Russian hackers: Social engineering works well when domains are involved

An auto-translated post in a secret forum that is a nest of Russian hackers, discusses social engineering and domain names.

” I made fake mail Yandex and the mass send letters on behalf of the administration with a request to change the password. Letter was with the following contents:

Dear email@yandex.ru – In support, it was reported that with your E-Mail address is sending spam. To prevent blocking of your E-Mail address and click the link to change the password to a more complex (example: 67gjsuis8) Sincerely, support Yandex”

Its author then states that his method of obtaining the passwords of email accounts jumped from 27% to 93%, once he used a domain name registered in another ccTLD, that matched yandex.

“After only 30 minutes later the first account, then the second, third and so on. The next day I go and see that of the 100 letters sent out to me, was received with only 27 accounts. Realizing that this was not enough time in the investment of 3 hours a day, I decided to improve its fake.

Improvements began with the purchase fake domain. Domain found in an unusual area and was yandex. **. Yes, the domain as a standard, but in a different area and all.
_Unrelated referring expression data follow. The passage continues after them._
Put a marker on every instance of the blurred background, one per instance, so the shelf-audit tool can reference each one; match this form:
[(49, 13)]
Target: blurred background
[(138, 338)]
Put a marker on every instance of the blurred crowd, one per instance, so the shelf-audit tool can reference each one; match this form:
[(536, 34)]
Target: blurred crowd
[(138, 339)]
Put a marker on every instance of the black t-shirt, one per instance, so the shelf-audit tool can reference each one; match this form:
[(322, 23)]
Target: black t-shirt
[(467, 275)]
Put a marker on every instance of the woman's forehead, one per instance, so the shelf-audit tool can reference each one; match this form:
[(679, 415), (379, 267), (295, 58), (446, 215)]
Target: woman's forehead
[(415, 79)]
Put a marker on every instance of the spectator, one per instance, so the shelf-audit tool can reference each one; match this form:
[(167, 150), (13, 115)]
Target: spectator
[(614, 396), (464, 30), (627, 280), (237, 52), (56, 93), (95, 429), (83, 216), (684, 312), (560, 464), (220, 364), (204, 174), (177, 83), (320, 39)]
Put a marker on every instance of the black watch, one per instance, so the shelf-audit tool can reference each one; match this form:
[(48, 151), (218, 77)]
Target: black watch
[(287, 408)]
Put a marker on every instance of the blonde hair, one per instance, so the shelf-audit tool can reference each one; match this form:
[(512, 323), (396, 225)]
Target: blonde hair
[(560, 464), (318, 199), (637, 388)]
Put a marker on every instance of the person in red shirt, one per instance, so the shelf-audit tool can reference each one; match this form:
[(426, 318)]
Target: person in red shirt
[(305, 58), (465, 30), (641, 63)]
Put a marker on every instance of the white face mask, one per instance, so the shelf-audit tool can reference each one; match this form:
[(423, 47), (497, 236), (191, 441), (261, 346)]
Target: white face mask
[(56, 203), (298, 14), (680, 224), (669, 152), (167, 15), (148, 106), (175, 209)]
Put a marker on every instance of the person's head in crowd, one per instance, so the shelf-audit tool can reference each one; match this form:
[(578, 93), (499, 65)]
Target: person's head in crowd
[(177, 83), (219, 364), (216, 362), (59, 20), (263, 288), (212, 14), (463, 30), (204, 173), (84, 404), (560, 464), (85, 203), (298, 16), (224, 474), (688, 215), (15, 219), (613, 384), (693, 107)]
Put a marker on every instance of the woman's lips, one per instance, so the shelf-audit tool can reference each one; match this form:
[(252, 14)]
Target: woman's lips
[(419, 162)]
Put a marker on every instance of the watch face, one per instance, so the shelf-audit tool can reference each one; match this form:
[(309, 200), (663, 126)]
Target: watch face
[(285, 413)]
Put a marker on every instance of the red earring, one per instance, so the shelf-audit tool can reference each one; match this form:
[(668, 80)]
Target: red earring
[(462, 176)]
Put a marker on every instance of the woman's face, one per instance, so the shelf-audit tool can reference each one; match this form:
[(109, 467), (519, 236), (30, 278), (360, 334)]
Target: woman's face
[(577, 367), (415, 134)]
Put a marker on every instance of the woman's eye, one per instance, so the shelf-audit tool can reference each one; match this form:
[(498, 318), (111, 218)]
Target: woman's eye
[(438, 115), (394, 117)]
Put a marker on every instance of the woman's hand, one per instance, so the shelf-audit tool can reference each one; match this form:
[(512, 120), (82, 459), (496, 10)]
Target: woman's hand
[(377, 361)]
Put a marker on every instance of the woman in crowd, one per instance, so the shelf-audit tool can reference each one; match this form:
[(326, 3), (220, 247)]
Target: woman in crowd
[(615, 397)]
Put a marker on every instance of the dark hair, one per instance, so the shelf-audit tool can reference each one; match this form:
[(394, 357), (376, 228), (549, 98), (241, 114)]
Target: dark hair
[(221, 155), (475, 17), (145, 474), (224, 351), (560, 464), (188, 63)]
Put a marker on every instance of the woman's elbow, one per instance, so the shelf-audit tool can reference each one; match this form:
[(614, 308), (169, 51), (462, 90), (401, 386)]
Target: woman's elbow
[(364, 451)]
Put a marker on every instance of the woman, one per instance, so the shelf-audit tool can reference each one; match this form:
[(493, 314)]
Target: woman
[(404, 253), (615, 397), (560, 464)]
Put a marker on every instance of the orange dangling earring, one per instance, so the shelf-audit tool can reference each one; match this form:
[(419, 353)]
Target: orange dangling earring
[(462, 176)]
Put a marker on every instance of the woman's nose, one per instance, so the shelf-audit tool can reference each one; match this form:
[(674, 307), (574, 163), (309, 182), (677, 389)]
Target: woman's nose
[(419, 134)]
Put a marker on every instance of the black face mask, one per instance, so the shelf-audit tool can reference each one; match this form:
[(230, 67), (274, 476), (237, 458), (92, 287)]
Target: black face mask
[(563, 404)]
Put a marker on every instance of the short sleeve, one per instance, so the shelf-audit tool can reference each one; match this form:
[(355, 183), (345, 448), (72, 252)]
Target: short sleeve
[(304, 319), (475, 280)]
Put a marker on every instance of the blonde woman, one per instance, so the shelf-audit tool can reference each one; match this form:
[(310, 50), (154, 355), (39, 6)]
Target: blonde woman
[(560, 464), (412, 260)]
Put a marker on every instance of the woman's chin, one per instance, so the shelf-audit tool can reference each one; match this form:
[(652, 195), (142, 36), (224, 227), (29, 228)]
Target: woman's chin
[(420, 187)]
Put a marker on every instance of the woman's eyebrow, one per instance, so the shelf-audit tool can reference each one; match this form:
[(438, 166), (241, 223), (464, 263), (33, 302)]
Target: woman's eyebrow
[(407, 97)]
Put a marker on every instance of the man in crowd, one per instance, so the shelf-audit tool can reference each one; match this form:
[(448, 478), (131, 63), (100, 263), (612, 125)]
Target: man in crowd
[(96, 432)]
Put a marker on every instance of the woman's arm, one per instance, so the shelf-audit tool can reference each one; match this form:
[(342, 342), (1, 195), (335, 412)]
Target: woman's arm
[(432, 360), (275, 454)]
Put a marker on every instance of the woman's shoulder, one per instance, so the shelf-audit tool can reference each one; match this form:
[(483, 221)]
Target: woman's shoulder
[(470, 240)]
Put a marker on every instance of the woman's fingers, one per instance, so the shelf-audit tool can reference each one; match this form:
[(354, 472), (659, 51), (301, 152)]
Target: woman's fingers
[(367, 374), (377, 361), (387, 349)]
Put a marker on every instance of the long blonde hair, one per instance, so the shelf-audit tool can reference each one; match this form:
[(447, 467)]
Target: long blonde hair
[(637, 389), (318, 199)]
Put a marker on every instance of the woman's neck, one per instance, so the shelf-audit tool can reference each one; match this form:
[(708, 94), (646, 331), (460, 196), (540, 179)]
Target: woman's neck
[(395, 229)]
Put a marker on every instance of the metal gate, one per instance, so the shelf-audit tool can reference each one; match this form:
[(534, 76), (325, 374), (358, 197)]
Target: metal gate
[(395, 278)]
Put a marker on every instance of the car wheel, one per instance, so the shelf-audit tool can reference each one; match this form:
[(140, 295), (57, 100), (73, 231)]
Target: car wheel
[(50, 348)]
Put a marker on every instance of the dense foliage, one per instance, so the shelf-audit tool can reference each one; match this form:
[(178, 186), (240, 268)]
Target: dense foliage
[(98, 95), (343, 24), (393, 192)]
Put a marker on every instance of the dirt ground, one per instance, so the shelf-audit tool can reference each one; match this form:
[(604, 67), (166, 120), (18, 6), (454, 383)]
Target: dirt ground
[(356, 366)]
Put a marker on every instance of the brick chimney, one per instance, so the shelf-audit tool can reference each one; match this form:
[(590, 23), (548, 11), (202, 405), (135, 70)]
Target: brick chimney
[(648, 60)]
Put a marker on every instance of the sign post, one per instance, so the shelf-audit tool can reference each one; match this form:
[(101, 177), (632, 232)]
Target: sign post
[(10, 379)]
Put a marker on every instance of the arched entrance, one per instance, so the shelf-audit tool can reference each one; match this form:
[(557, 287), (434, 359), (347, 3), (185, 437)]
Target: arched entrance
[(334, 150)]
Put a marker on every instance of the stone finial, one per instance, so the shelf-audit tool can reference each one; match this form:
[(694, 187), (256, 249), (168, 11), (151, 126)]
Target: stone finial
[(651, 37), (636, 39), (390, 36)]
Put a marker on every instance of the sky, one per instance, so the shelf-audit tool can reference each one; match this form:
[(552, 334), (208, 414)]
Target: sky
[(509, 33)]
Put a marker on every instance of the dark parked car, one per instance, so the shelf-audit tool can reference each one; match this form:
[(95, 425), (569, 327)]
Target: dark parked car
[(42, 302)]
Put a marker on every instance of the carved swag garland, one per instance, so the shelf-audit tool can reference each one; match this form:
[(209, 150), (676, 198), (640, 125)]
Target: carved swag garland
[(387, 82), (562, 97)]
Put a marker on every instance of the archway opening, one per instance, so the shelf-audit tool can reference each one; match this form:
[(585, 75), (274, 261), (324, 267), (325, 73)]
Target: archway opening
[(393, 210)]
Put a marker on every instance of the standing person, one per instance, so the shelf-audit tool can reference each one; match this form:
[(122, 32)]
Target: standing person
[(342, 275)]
The second step was to create a subdomain passport.yandex. **, To the victim completely disappeared doubt that this is a hoax. The last step was to write a script for a mass mailing (to automatically replace email@yandex.ru to E-Mail recipient and subsequent dispatch). Spending all this $60 and one day I started to get almost 100% of all E-Mail addresses.

First test after the improvement showed that of the 100 accounts, I managed to get 93 of them. Subsequent use of the same effect. The only thing that has changed from the time I send the letters not only to users of Yandex, Rambler, but with Google. And I began to send these emails only to users from which to get the money (that is, E-Mail accounts on which there is Steam, Origin, WoT, WebMoney, PayPal accounts and some VK)”

In other words, the number of people that were fooled by a simple fishing email, reached almost 100% when the domain itself was a keyword match, regardless of the ccTLD used.

This poses an interesting argument in support of the various large financial institutions that want to move away from TLDs and ccTLDs – using, instead, their own brand name as a gTLD.

ICANN will definitely find this approach as yet another reason in favor of its scheduled roll-out of new gTLDs.